English preacher (1808 – 1878)

Octavius Winslow (1 August 1808 - 5 March 1878), also known as "The Pilgrim's Companion", was a prominent 19th-century evangelical preacher in England and America. A Baptist minister for most of his life and contemporary of Charles Spurgeon and J. C. Ryle, he seceded to the Anglican church in his last decade.

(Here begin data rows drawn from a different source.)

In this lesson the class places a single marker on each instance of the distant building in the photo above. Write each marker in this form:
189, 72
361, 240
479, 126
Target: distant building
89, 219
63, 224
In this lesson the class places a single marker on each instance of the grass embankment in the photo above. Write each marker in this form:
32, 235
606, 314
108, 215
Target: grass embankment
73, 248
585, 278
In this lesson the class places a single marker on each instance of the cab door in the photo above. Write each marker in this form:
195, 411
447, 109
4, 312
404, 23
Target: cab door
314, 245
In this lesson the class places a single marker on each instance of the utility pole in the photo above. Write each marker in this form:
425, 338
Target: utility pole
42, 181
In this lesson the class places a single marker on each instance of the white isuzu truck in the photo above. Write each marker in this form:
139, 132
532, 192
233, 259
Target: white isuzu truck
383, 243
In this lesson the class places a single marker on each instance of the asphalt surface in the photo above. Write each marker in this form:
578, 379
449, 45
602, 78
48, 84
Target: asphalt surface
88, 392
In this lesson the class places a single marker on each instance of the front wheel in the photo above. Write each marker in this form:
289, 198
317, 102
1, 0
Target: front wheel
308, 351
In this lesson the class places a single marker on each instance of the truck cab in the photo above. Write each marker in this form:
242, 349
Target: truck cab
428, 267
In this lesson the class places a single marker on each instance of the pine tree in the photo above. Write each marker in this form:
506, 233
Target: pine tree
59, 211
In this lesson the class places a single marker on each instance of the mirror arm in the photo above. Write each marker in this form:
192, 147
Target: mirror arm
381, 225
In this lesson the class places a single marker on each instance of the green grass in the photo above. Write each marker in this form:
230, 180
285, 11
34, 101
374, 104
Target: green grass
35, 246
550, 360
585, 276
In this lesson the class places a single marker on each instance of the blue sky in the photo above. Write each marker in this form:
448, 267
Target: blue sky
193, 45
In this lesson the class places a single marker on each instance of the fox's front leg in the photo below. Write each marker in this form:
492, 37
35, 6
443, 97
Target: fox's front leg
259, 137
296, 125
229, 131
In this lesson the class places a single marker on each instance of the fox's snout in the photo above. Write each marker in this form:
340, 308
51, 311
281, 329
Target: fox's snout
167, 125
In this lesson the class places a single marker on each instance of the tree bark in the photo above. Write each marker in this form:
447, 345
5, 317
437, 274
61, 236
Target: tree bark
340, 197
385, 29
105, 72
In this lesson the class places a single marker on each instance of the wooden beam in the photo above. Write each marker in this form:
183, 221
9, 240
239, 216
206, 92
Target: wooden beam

==Historical family information==
Winslow was a direct descendant of John Winslow and Mary Chilton who braved the Atlantic to travel to America on the Mayflower in 1620. Legend has it that Mary was the first female of the little band to set foot in the New World. In 1624 she married John, brother to Edward Winslow (1595–1655), a celebrated Pilgrim leader.

==Early life==
Octavius's mother, Mary Forbes (1774–1854) had Scottish roots but was born and raised in Bermuda and was the only child of Dr. and Mrs George Forbes. On 6 September 1791, when she was just 17, she married Army Lieutenant Thomas Winslow of the 47th Regiment. Shortly after this, she came under spiritual convictions and was brought to gospel deliverance while pleading the promise, “Ask, and ye shall receive”.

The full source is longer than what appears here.